Autre point très positif : le texte ouvre dans le code pénal, comme dans le code du travail, la possibilité de sanctionner les discriminations qui peuvent résulter de ces faits de harcèlement, tant à l'encontre des victimes directes des faits que des témoins de ceux-ci.
La commission des lois de notre Assemblée a d'ailleurs apporté quelques améliorations significatives au texte, que nous saluons, et en particulier la suppression des termes « ordres », « menaces » ou « contraintes » au paragraphe II de l'article 1er, faisant ainsi disparaître le risque de confusion entre le délit de harcèlement sexuel et ceux d'agression sexuelle ou de viol.
Pour autant, il convient de noter que la question des requalifications des infractions, en particulier des infractions sexuelles demeure. En matière de viol, par exemple, il est fréquent que l'autorité judiciaire requalifie un viol en agression sexuelle en passant sous silence certains des éléments constitutifs de l'infraction, ce qui permet de juger les auteurs plus rapidement devant une juridiction correctionnelle plutôt que devant une cour d'assises.
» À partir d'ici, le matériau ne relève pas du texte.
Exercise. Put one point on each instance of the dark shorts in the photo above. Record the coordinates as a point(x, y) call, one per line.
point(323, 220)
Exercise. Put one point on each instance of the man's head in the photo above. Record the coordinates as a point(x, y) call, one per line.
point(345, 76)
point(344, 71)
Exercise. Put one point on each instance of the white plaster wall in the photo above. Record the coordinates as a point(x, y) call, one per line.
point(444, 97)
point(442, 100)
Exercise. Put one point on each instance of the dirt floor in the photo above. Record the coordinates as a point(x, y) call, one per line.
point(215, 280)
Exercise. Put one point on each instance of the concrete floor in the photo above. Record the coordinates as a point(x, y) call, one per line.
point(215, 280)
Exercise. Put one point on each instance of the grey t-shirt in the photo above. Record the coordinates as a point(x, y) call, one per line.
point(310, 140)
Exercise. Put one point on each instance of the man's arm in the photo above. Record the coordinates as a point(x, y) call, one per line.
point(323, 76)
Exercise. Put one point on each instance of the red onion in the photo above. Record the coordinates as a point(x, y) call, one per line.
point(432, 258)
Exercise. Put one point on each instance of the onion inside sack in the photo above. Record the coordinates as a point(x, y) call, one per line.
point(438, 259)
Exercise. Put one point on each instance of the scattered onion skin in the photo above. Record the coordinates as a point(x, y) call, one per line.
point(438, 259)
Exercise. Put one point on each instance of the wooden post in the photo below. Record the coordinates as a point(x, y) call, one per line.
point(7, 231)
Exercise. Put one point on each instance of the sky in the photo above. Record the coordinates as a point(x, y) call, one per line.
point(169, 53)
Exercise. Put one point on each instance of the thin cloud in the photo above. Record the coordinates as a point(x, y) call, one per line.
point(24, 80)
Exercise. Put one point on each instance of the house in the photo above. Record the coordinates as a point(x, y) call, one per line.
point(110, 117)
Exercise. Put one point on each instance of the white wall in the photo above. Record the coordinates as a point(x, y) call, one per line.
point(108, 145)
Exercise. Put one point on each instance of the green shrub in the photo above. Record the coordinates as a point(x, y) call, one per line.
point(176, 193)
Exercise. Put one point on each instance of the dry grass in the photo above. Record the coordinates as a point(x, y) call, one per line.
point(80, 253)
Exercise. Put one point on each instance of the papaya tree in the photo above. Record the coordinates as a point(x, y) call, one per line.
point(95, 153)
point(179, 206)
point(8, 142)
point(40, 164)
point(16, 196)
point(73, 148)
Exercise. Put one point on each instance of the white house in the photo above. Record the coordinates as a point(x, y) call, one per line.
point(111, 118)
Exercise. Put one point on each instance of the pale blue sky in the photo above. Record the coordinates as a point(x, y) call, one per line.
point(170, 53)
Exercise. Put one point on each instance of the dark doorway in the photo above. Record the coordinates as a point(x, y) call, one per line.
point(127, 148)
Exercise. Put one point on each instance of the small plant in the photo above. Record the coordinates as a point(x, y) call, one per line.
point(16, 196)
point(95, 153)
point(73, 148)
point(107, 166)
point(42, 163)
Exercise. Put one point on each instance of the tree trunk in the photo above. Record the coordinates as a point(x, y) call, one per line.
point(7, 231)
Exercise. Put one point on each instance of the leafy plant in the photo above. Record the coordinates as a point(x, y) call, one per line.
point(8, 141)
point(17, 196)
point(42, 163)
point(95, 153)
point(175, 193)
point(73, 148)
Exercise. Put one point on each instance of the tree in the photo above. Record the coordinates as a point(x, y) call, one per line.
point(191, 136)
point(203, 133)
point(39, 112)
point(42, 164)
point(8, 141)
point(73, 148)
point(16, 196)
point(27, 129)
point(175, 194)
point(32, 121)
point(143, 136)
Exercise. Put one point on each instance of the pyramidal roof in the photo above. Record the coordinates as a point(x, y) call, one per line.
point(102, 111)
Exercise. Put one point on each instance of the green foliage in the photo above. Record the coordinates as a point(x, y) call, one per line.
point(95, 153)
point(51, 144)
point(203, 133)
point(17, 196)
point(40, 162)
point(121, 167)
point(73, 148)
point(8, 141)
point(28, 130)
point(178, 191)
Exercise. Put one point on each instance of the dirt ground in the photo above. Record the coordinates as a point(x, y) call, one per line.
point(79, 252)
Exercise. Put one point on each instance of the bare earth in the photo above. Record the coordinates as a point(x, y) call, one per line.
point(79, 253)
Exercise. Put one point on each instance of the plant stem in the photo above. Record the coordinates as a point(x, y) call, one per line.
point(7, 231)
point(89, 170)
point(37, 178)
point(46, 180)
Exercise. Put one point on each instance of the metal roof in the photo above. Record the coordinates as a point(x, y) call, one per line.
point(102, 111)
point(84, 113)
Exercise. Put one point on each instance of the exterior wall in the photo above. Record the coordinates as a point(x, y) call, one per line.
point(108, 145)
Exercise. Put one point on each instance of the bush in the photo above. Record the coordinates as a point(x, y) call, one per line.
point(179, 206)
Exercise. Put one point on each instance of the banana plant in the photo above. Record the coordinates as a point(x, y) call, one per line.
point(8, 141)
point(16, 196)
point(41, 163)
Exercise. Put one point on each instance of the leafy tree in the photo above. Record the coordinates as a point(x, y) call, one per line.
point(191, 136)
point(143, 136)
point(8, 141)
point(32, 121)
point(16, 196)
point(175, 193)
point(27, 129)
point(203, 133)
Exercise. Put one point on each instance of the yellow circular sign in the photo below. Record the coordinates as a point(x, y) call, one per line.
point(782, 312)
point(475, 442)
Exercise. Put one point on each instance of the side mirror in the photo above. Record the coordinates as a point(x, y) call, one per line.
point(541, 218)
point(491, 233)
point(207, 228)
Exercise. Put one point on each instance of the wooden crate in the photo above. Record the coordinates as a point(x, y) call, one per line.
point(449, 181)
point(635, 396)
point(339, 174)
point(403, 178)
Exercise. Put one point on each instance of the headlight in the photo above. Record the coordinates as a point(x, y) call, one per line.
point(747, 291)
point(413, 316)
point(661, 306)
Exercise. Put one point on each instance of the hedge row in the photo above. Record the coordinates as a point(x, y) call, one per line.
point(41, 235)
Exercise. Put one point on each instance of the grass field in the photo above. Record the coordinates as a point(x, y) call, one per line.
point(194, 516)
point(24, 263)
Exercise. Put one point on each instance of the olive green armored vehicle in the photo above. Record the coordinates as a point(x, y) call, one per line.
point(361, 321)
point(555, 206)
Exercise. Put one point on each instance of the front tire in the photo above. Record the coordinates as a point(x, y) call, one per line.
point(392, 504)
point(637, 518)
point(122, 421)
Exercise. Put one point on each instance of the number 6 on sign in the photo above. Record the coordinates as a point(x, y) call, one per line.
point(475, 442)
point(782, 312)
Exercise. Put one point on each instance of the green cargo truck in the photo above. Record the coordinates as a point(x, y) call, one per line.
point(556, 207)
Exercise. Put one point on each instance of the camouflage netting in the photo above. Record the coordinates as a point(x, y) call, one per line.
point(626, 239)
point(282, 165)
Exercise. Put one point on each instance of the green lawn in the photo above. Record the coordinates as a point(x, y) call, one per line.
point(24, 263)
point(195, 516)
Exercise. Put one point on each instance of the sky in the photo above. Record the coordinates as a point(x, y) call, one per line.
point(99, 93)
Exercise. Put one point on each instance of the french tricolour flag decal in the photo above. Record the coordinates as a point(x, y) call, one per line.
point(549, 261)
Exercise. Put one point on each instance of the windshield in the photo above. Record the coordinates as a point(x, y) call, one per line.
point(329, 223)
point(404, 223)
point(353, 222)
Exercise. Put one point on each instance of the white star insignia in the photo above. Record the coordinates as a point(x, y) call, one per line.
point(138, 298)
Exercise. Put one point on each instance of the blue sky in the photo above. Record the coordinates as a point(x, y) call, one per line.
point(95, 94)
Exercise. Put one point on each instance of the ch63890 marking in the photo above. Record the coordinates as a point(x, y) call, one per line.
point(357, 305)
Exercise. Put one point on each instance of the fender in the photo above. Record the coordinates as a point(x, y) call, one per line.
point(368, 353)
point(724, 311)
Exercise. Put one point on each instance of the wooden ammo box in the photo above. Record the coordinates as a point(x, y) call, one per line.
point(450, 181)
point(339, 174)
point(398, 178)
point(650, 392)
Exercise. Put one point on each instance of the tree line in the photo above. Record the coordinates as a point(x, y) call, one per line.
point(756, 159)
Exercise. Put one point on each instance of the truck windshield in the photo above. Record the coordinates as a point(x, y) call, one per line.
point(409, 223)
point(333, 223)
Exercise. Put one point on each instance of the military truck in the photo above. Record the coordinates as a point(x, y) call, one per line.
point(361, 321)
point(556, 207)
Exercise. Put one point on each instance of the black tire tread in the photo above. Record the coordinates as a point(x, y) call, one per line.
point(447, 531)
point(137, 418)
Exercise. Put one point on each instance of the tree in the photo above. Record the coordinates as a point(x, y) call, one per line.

Il convient donc d'être attentif à ne pas banaliser les infractions sexuelles et de les sanctionner systématiquement par la peine prévue dans le code pénal.
De même, nous sommes favorables à l'extension du délit de discrimination résultant du harcèlement sexuel aux personnes ayant témoigné sur de tels agissements. Nous considérons également qu'il est nécessaire de faire bénéficier toute personne en formation ou en stage de cette même protection contre les discriminations résultant d'un harcèlement moral et sexuel.
En conclusion, ce projet de loi constitue indéniablement une amélioration de la réponse pénale; Le texte est plus précis et donc plus juste. Il permettra une lutte plus efficace contre le harcèlement sexuel. Pour autant, cette lutte ne peut se limiter à son volet répressif et doit également faire l'objet d'une politique d'information et de prévention. Sur ce point, nous avons pris note, avec satisfaction et intérêt, des engagements du Gouvernement.
Pour toutes ces raisons, le groupe GDR votera bien évidemment ce texte. (Applaudissements sur les bancs des groupes GDR, SRC et écologiste.)